Here are two choice, Intern-specific quotes from Meyers’ Vulture interview:
But the houses have become like characters in your films.
That’s what I think, but there’s an awful lot of attention paid to these things and architecture porn and all that stuff. On this movie, I’ll talk about it. I know it’s there. I know I spend a lot of time on it. I like houses. You can see it from my own place. I even like paintings of interiors. If you look around my house, you’ll see there’s a lot of interior paintings. I like to visit houses. If I go to a city I’ve not been to before, I find out, who lives here? I go to their house. I love the Dickens house. I will check out people that I admire and I’ll see where they live and, when I go to that city, I’ll drive by. I don’t know what it is. I’m not alone in being fascinated by how people live.
Not that sexism doesn’t exist in the movie. A character calls Hathaway’s company a “chick site.” Did you include that because people have called your movies chick flicks?

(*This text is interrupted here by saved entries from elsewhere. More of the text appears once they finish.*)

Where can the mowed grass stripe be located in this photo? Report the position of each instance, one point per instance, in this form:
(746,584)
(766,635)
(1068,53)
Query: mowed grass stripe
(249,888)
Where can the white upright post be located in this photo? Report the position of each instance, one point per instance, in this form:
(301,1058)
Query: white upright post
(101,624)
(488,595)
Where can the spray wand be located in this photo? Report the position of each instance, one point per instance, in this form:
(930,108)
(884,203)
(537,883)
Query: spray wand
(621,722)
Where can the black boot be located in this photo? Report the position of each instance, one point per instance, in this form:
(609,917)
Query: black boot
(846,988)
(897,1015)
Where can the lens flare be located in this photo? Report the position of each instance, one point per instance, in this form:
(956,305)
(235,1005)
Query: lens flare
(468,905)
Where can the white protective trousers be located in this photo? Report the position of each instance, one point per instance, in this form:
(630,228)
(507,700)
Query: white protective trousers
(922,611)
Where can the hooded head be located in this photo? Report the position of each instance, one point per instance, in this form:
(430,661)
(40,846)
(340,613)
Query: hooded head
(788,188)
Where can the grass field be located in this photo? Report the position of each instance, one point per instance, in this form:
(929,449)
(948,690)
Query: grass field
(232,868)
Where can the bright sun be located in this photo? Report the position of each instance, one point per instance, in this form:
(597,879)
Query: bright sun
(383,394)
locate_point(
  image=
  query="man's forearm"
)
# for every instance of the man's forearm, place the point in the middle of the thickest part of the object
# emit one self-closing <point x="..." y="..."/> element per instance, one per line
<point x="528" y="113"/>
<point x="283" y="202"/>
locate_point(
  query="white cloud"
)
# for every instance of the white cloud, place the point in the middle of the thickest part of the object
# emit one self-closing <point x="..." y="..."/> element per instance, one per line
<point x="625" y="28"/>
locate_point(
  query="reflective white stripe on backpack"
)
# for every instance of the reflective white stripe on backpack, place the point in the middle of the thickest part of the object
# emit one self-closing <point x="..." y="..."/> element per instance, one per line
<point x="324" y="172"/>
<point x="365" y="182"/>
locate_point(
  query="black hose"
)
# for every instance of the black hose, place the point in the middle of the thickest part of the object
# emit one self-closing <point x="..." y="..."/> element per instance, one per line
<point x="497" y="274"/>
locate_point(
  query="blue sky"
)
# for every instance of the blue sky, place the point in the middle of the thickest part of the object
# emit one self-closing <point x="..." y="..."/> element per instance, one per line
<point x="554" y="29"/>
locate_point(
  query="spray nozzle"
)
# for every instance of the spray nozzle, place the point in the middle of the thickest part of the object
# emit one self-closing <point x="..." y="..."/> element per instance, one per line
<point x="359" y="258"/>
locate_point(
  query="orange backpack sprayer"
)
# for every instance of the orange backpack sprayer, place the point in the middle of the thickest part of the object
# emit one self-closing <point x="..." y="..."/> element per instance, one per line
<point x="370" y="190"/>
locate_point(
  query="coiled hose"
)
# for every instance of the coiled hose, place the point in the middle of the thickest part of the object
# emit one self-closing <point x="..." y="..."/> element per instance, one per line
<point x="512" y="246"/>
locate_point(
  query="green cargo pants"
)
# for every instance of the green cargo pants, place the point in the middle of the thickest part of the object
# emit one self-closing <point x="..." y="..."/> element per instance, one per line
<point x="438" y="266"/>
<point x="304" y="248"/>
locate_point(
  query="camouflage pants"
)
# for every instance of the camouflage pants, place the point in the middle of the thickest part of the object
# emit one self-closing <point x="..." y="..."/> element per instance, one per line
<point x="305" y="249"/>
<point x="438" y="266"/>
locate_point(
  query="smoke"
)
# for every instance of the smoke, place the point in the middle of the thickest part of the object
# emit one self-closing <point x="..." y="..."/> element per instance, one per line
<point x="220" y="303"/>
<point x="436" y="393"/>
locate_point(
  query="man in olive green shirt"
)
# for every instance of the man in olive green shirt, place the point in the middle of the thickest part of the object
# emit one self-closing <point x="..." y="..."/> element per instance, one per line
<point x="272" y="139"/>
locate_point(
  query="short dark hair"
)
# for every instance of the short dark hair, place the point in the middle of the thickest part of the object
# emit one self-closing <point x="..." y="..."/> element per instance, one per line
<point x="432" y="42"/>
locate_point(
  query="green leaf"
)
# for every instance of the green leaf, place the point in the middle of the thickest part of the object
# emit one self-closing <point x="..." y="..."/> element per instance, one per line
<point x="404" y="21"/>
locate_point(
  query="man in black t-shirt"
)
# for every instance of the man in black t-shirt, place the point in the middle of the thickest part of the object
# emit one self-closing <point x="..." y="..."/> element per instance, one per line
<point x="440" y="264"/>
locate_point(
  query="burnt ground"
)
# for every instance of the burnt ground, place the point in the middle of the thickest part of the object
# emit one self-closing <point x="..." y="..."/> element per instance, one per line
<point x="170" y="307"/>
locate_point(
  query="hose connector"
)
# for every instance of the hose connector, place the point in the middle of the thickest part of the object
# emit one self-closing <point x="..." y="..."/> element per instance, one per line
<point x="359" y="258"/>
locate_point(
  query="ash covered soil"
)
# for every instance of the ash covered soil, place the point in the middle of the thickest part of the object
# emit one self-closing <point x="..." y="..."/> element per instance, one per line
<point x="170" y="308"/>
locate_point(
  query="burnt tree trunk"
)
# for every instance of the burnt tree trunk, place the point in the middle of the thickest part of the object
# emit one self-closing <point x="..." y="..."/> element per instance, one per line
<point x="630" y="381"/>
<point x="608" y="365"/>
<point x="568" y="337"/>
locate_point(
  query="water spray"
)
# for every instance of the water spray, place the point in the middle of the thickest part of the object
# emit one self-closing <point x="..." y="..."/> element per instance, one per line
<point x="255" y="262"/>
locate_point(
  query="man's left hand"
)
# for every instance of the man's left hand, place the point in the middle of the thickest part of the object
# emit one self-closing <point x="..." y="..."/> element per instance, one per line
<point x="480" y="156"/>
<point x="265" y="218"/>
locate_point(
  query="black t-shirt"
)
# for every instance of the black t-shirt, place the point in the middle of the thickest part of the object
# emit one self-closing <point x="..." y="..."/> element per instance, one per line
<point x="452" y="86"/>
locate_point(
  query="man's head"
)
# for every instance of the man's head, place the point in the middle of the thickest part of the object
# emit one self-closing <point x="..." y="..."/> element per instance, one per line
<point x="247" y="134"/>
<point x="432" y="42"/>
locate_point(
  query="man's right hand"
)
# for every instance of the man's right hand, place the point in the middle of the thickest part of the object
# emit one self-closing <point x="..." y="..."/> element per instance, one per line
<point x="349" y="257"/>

For sure. And somehow there’s a judgment attached to it, and that judgment is never applied to films that men also go to, though I don’t think my movies are just attended by women. I read it in reviews or just snarky comments you can read online. Over the years, it’s been hard to get male movie stars to be in a movie if a woman’s the lead, where a great, great movie star, a woman, will be in a movie where the man’s the lead. So there’s just not parity there, we’re not on equal footing.